Getting back to your test light that you want to use in place of the fuse, that bulb is much too small and has too much resistance. Most test lights draw less than a quarter amp. Given their high resistance in relation to the circuit you're testing, most of the 12 volts will be dropped across it, even when there is no short further down in the circuit. The bulb will be near full brightness when the circuit has no defect, so you won't get the desired indication of when a defect is removed.
Even my brake light bulb is too small for working in a high-current circuit like for a heater fan motor or head light circuit. This is where I plugged more bulbs into my Viper harness. All of them together would allow just over four amps to flow. If you need more than that, a low-beam head lamp bulb will pass five amps, and a high-beam is good for six amps. If you had a short in a heater fan circuit, for example, that motor might draw ten amps at a mid speed. A brake light bulb in place of the fuse would limit current to one amp. When the short is removed, the expected clue is the motor will run very slowly, but that tiny bulb limits current too much for that to happen. You need the head light bulb in place of the fuse. That will pass enough current for the motor to run fast enough for you to know it's running. If the short occurs again, the five amps the bulb will pass is not nearly high enough to overheat any wire in a car.
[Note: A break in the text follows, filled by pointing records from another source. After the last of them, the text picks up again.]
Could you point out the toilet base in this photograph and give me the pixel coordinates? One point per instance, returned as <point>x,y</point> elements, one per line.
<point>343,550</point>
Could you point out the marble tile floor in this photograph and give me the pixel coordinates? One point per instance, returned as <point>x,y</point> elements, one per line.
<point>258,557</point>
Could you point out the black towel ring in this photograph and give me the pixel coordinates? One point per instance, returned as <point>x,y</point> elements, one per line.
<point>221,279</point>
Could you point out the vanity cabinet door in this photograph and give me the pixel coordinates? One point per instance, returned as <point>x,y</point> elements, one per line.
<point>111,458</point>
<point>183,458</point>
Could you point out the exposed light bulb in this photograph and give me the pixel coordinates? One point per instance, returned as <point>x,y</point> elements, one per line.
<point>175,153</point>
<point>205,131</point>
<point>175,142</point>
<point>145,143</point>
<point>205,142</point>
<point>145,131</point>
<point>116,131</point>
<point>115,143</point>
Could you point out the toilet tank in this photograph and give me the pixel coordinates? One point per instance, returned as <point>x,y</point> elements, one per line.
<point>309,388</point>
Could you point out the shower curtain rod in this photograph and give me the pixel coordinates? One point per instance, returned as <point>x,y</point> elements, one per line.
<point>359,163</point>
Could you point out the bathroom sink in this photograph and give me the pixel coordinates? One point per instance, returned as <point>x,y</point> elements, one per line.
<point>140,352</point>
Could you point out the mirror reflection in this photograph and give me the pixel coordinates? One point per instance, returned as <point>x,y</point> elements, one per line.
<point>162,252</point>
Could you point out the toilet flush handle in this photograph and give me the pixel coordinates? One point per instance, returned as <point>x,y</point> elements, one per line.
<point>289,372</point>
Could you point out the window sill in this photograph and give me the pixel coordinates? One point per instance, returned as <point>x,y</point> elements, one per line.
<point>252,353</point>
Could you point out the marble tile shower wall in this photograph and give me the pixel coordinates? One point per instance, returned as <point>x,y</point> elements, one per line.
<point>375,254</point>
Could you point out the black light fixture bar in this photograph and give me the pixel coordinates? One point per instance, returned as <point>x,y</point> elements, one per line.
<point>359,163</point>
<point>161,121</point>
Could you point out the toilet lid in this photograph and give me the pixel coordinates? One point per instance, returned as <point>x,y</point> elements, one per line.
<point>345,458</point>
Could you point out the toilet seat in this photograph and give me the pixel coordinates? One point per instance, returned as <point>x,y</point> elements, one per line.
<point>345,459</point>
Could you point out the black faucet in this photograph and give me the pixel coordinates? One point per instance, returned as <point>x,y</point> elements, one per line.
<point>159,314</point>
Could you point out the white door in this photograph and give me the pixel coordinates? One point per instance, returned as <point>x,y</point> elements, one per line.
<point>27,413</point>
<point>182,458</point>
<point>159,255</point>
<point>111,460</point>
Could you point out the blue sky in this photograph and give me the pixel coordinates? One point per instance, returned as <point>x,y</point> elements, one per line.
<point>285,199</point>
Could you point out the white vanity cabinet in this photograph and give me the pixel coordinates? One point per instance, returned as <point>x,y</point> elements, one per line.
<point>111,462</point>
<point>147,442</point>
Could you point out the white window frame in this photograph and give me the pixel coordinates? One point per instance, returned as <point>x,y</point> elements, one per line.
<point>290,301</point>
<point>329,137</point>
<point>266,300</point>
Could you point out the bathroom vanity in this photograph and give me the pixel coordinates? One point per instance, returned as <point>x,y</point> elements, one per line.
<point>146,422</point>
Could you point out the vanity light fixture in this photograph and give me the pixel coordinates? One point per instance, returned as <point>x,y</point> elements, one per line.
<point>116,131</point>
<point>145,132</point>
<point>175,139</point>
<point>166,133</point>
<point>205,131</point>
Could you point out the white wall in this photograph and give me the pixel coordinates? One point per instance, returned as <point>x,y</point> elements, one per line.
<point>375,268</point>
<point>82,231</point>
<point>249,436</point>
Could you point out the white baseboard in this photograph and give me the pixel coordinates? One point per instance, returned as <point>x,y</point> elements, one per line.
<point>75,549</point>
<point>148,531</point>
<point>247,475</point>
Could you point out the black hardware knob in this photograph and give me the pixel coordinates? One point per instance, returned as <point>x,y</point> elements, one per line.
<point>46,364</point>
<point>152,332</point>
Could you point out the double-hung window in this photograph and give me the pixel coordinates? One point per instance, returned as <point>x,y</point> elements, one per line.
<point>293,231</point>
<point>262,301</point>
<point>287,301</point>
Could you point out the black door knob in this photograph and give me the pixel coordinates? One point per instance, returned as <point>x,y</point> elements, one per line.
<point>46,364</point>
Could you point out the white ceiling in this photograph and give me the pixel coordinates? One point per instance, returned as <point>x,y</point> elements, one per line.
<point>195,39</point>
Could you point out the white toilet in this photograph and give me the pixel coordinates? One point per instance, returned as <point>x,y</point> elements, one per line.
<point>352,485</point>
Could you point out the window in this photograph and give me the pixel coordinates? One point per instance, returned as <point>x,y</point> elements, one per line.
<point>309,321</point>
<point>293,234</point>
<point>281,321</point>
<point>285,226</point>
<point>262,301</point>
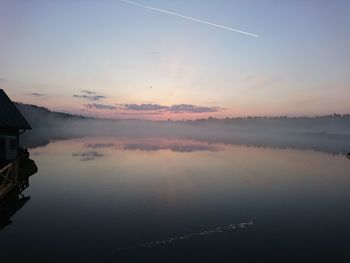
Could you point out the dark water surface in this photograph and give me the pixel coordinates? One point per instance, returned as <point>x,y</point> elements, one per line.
<point>172,200</point>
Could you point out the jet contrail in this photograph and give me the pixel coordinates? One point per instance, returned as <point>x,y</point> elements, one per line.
<point>188,18</point>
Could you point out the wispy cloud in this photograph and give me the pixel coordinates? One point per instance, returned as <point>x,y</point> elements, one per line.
<point>99,106</point>
<point>143,107</point>
<point>37,94</point>
<point>188,18</point>
<point>88,156</point>
<point>89,92</point>
<point>177,108</point>
<point>89,97</point>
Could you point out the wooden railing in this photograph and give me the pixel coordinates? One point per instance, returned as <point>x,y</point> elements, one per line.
<point>8,178</point>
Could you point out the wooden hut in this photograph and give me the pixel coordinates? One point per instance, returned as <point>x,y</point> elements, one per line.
<point>12,125</point>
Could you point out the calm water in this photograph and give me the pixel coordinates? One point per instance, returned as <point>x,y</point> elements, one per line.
<point>170,200</point>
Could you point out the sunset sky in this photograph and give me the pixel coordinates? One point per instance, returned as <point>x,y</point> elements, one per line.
<point>116,59</point>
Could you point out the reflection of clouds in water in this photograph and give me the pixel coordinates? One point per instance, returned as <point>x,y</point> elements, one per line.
<point>172,147</point>
<point>88,156</point>
<point>154,145</point>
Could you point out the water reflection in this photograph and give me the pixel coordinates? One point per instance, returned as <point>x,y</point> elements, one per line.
<point>14,200</point>
<point>158,200</point>
<point>88,155</point>
<point>155,144</point>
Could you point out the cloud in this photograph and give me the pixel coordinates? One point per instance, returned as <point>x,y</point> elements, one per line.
<point>88,92</point>
<point>99,145</point>
<point>177,108</point>
<point>89,97</point>
<point>99,106</point>
<point>152,52</point>
<point>192,108</point>
<point>37,94</point>
<point>143,107</point>
<point>88,156</point>
<point>189,18</point>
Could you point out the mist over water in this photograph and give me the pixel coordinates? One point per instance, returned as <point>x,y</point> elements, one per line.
<point>328,133</point>
<point>135,199</point>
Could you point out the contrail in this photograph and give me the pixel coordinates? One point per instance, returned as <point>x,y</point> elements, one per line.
<point>188,18</point>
Keep in mind that the information I just posted took about six weeks to get to in my eight-week-long Automotive Electrical class. By that time we had covered basic electrical theory over and over until everyone got it. This is a very hard subject to learn for people who learn best by taking things apart. People who are good at visualizing abstract ideas learn this material easier, so don't sit in a corner and whimper if it doesn't make sense.
Okay, my fingertips are sore from pounding on this miserable keyboard. My next step, while waiting for you to try out this wondrous trick, is to look at the wiring diagram to see what else is involved with the instrument cluster. I'll be back tomorrow to see how you're doing.
Thursday, December 29th, 2016 AT 6:12 PM